Armstrong is trying for a seventh straight victory in cycling's showcase race before retirement. He leads Discovery Channel teammate George Hincapie by 55 seconds overall and Kazak rival Alexandre Vinokourov by 62 seconds.
"We've made it through the first week. There have not been any major crises -- in fact I think it's been a pretty good week," Armstrong said. "Of course these stages are always scary -- you have to stay out of trouble -- but I'm glad to be one week down, two to
Riders observed a minute's silence at the start of the race to mourn victims of Thursday's terror attacks in London.
Rain fell heavily for a second straight day, making roads slippery and treacherous during the 142-mile run from the eastern French town of Luneville to Karlsruhe in Germany.

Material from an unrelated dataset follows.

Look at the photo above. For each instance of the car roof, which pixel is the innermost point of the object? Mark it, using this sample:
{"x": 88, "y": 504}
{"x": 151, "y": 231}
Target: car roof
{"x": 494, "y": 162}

The stage victory was McEwen's second of this Tour and seventh of his career. Sweden's Magnus Backstedt was the runner-up, followed by Austria's Bernhard Eisel.
"Every now and then I think, 'You're 33 now and you're going to start slowing down.' It hasn't happened yet," McEwen said.
He is vying with Belgium's Tom Boonen for the green jersey, awarded at the end of the Tour to the best overall sprinter. Boonen placed seventh Friday after crashing earlier in the stage, tearing his shorts and grazing his left buttock.
Large crowds turned out to welcome the riders as they crossed the border into Germany.
"We expected a lot of people but that was just out of this world, the amount of people standing out there in the road," McEwen said. "We only had half the road to use because there was just people everywhere. It's nice but in a way it makes it a little bit dangerous."
The eighth stage Saturday starts in the German town of Pforzheim before crossing back into France to finish in Gerardmer.
The 143.8-mile route scales five hills, including the hardest climb of the race so far -- the Col de la Schlucht. The stage should favor all-around riders who can both climb and ride hard on flats, rather than explosive sprinters like McEwen.
Armstrong hopes the climbs will help string out the field to avoid another bunched sprint at the finish where crashes are a constant risk.
"I feel certain that my condition is good enough to follow some attacks," he said. "In fact, some attacks would be nice so that we don't have a field sprint again."